El peligro no siempre se manifiesta en abolición directa. A veces opera de forma más sutil: desfinanciamiento, deslegitimación discursiva, burocratización extrema, apelaciones constantes a la objeción moral. El mensaje es claro: estos derechos existen, pero no son prioritarios; son tolerados, no garantizados.
Ese desplazamiento es clave. Porque una democracia que convierte los derechos en privilegios condicionales deja de ser una democracia plena y se acerca peligrosamente a un modelo de ciudadanía jerarquizada.

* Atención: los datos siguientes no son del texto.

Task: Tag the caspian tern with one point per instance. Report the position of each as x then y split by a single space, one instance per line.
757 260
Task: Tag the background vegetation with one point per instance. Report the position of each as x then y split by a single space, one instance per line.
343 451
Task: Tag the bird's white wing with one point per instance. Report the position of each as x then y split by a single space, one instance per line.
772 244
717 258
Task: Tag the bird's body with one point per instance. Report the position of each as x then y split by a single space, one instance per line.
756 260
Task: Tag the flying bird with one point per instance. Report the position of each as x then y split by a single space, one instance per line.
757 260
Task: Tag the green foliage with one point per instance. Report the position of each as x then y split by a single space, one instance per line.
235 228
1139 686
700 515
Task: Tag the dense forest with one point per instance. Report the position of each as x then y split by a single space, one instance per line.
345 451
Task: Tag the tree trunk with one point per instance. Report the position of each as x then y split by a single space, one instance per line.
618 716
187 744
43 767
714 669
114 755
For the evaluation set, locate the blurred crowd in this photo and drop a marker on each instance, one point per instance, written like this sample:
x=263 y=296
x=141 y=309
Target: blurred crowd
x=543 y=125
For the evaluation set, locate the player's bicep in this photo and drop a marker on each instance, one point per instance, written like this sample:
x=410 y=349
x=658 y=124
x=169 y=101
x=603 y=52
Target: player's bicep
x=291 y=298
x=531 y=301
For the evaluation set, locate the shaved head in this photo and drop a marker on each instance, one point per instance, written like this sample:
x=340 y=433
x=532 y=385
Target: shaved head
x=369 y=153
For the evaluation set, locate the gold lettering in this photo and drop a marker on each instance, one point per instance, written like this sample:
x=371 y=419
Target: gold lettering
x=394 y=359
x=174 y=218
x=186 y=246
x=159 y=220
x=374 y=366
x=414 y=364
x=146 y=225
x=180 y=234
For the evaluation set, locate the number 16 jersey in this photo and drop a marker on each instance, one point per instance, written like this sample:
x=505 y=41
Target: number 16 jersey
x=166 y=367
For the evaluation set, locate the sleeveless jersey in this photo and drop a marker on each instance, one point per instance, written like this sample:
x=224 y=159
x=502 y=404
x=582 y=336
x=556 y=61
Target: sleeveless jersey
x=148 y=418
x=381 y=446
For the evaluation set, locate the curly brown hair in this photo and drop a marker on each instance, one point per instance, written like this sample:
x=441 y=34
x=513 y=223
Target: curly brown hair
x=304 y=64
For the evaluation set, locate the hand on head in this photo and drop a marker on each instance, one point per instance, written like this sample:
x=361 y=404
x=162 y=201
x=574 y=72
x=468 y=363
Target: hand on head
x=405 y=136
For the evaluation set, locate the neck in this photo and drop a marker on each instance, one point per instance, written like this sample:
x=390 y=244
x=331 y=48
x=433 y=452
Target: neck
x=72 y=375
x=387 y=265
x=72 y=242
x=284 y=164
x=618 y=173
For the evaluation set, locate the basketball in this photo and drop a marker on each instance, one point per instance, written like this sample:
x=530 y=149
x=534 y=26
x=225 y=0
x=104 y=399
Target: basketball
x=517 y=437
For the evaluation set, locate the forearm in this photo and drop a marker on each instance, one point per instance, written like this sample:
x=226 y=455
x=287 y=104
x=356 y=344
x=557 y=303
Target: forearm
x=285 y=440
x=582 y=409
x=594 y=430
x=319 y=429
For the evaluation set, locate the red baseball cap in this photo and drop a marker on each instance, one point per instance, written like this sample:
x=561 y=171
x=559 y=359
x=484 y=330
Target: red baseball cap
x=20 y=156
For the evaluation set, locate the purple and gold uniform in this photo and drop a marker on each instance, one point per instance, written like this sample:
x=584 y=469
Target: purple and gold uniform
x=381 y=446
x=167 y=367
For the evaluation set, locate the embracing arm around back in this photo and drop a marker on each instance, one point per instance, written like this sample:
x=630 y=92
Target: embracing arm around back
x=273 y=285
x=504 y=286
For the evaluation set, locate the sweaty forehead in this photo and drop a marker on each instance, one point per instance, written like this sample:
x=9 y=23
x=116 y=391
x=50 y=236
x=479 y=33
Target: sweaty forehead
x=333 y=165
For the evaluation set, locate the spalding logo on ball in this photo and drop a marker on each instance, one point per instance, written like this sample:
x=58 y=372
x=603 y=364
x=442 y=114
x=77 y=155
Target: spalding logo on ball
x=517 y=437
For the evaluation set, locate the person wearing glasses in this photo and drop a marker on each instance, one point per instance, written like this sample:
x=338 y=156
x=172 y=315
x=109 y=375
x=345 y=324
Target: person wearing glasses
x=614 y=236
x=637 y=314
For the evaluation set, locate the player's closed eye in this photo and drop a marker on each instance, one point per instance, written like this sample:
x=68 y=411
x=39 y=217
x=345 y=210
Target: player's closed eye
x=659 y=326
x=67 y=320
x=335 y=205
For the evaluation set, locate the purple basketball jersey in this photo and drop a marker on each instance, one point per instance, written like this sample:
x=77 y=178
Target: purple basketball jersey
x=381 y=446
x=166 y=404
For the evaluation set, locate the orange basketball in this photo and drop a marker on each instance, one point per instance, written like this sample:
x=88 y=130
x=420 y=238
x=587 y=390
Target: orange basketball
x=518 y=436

El triunfo de Kast no es un episodio aislado. Forma parte de una sincronía internacional donde proyectos conservadores, nacionalistas y autoritarios avanzan con notable capacidad de adaptación cultural. Ya no se presentan como nostalgia del pasado, sino como rebeldía frente al “progresismo hegemónico”. Han aprendido a hablar el lenguaje de las redes, a apropiarse de la estética antisistema, a presentarse como outsiders aun cuando representan intereses tradicionales.
Aquí emerge el llamado “efecto contagio”. No se trata de copiar programas políticos de un país a otro, sino de compartir marcos mentales: la desconfianza hacia lo colectivo, la sospecha sobre la justicia social, la exaltación del individuo fuerte frente a un Estado reducido a aparato represivo. En ese marco, Chile puede convertirse en un referente simbólico para otras derechas regionales que buscan legitimidad democrática sin renunciar a pulsiones autoritarias.
Trump como precursor cultural
Donald Trump no es el origen de este fenómeno, pero sí uno de sus grandes catalizadores. Más que un líder político, Trump fue —y sigue siendo— un dispositivo cultural: demostró que se podía ganar erosionando el lenguaje democrático, ridiculizando al adversario, despreciando el consenso y gobernando desde la confrontación permanente.
Su legado no está tanto en las políticas concretas como en el estilo: la política como espectáculo, la verdad como opinión, la fuerza como virtud moral. Kast no es Trump, pero dialoga con ese universo simbólico donde la complejidad es vista como debilidad y la empatía como ingenuidad.
En ese sentido, el trumpismo funciona como una gramática global de la nueva derecha. Una gramática que cruza fronteras, se adapta a contextos locales y ofrece a sectores conservadores una sensación de pertenencia a algo más grande: una cruzada cultural contra un mundo percibido como inestable, diverso y, por lo tanto, amenazante.
¿Un nuevo orden mundial o un interregno peligroso?
Estamos, quizás, en un interregno histórico. El viejo orden liberal no logra responder a las crisis que ayudó a producir —desigualdad extrema, colapso ambiental, precarización vital— y el nuevo aún no termina de tomar forma. En ese vacío emergen proyectos que prometen certezas rápidas, aunque sea al precio de cerrar sociedades y erosionar derechos.
El triunfo de Kast se inscribe en esa transición incierta. Un mundo donde la cooperación multilateral pierde fuerza, donde la política climática se subordina al extractivismo, donde la democracia se reduce a procedimiento electoral sin sustancia social. Un mundo más fragmentado, más cínico, menos solidario.
La respuesta progresista no puede limitarse a denunciar. Debe reconstruir deseo, ofrecer relatos que no sean solo correctos, sino también movilizadores. Reconectar con lo popular sin renunciar a lo universal. Comprender que la gente no vota únicamente por programas, sino por emociones, identidades y promesas de futuro.
Chile no ha cerrado su historia. Ningún país lo hace. El triunfo de Kast es una advertencia, no un destino. Pero ignorar lo que revela —el cansancio, el miedo, la desafección— sería el error más grave.
Porque cuando la política deja de ofrecer esperanza, otros la reemplazan por orden. Y el orden, cuando no está atravesado por justicia, suele ser solo otra forma de violencia.